Fire up your Instant Pot in sauté mode and add a tablespoonful of olive oil. When it shimmers, measure out a half-cup of your sofrito. (Or maybe more. It's such a yummy mix of flavors.) Stir it around in the hot fat for about 5 minutes to tone down the ferocity of the raw onion. Next you'll chuck in more green olives (1/4 c., sliced), more capers (1 T.), and 1.5 lb. boneless skinless chicken thighs, cut into 1-inch pieces. Toss them around in the sofrito. Flatten the chicken into an even-ish layer and pour 1.5 c. white rice on top, spreading it out more or less evenly.
Now you'll stir together 1 c. chicken broth and another cup of tomato sauce. Add them to the pot, and make sure all of your grains of rice are bathed in liquid. Check for wayward grains, perhaps straggling along up the sides of the pot, because surprise mouthfuls of crunchy rice will make this delightful dish much sadder.
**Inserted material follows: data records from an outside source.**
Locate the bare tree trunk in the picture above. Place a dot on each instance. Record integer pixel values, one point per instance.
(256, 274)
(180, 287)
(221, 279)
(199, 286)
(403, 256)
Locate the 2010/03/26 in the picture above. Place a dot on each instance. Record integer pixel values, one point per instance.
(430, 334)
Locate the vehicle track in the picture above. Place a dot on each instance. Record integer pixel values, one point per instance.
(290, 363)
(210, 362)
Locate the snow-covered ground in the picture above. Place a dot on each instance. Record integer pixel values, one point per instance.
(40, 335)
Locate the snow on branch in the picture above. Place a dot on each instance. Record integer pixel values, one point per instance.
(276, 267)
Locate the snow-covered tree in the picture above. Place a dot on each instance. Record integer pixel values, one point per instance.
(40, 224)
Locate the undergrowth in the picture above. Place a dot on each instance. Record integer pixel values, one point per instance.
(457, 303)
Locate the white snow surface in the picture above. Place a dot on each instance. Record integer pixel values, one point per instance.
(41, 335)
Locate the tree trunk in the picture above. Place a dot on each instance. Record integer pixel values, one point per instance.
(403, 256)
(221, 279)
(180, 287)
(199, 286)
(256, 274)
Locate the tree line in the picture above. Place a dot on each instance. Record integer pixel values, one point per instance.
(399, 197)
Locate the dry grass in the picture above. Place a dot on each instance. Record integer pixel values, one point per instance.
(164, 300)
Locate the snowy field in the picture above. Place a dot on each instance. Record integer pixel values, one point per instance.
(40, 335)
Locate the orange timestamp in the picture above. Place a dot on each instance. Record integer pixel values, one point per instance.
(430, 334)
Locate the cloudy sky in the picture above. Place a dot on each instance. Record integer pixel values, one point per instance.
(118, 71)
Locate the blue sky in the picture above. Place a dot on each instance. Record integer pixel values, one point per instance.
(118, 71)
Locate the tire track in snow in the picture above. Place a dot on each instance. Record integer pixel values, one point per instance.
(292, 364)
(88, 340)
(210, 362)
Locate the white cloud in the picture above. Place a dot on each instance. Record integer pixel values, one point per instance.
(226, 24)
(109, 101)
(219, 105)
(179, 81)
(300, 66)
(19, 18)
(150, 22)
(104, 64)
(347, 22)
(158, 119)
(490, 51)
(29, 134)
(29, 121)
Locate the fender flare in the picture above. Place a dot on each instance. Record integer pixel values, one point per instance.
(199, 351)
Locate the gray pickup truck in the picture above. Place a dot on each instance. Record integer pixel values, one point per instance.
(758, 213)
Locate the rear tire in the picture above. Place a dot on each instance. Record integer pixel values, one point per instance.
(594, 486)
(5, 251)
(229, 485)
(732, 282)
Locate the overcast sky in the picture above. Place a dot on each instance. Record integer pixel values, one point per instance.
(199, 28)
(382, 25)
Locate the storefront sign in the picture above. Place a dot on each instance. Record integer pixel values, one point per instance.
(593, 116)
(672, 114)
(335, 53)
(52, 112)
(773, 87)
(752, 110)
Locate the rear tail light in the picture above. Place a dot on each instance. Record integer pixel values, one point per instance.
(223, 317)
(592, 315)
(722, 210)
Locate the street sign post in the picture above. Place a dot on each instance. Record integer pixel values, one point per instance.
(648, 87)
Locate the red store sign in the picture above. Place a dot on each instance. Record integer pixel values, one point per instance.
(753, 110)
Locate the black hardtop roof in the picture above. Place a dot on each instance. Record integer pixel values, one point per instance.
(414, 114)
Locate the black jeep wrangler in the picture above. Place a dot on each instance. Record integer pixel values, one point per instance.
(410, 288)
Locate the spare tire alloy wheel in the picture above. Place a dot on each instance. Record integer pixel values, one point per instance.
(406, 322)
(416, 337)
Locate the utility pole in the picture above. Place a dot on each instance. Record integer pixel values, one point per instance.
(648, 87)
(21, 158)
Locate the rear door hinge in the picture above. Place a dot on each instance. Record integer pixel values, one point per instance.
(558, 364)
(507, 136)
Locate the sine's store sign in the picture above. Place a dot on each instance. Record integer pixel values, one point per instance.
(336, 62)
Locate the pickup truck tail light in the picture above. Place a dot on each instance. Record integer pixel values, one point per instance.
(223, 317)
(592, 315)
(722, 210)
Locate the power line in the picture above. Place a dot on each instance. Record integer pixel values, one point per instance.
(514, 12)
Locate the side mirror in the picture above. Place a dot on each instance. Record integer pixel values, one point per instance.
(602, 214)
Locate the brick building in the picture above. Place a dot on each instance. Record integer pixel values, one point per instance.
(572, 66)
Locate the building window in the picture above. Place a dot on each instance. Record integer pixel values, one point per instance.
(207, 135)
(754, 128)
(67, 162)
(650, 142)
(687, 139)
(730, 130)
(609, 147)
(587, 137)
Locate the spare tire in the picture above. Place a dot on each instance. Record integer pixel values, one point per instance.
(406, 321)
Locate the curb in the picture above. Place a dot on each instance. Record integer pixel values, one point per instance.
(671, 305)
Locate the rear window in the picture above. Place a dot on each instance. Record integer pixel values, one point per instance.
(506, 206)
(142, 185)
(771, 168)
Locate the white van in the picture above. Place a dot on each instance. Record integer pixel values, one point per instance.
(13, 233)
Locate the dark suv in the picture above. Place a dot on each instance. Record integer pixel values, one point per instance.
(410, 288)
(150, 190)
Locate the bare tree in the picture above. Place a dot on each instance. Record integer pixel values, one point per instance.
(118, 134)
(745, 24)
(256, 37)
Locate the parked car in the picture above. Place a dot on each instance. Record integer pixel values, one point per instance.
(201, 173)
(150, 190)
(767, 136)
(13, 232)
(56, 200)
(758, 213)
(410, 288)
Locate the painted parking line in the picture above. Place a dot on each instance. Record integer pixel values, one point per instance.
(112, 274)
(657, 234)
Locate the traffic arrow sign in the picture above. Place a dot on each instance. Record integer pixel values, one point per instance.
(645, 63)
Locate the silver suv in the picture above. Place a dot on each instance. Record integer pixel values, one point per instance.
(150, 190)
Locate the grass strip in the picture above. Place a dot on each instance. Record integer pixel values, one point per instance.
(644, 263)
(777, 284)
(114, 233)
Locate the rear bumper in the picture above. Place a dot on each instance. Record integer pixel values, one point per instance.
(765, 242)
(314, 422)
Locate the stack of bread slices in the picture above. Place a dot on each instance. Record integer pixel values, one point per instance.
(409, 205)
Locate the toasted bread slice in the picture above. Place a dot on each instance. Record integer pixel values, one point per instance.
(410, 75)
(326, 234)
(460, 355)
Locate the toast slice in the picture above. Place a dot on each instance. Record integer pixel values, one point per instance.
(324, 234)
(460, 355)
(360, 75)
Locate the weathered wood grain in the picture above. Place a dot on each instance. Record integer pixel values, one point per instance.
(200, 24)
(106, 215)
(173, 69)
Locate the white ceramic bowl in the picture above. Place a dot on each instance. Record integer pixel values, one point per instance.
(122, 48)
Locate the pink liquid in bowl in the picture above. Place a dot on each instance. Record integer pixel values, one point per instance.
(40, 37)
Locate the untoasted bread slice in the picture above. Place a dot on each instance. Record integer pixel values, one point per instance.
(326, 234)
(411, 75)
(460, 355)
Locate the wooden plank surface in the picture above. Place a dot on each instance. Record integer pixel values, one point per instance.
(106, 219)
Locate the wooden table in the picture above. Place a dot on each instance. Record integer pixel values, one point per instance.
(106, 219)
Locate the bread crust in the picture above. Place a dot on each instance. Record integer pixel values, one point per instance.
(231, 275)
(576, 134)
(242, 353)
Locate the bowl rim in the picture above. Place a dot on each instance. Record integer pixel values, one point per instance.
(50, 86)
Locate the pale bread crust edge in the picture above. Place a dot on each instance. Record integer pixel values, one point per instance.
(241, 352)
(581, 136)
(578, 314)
You're almost there: seal 'er up, and switch the cooking mode to Poultry. Give it 10 minutes at high pressure and 10 minutes of natural release. Serve it forth with more cilantro on top, and save some for me.
The nicest thing about this recipe is that it makes a bunch of sofrito, so you can freeze it in recipe-sized portions. Then you have hardly any work to do: slice your chicken roughly along with your olives and you're practically done. It's less than 15 minutes of hands-on time.
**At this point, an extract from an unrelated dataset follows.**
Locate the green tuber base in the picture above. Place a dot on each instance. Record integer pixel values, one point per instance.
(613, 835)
Elwood made this recipe last month and I practically burst into song at the dinner table when I tasted it. When I made it again a week later, I thought I'd put the rice on the bottom and the chicken on top -- that way (it seemed to me) the rice would have to be coated in liquid. It was a disaster, though -- a woeful mix of mushy and crunchy. Even the thought of that dish is causing me to make sad disgusted faces as I type. But! Fear not! Follow the recipe and all should be well. Tell me if you try it!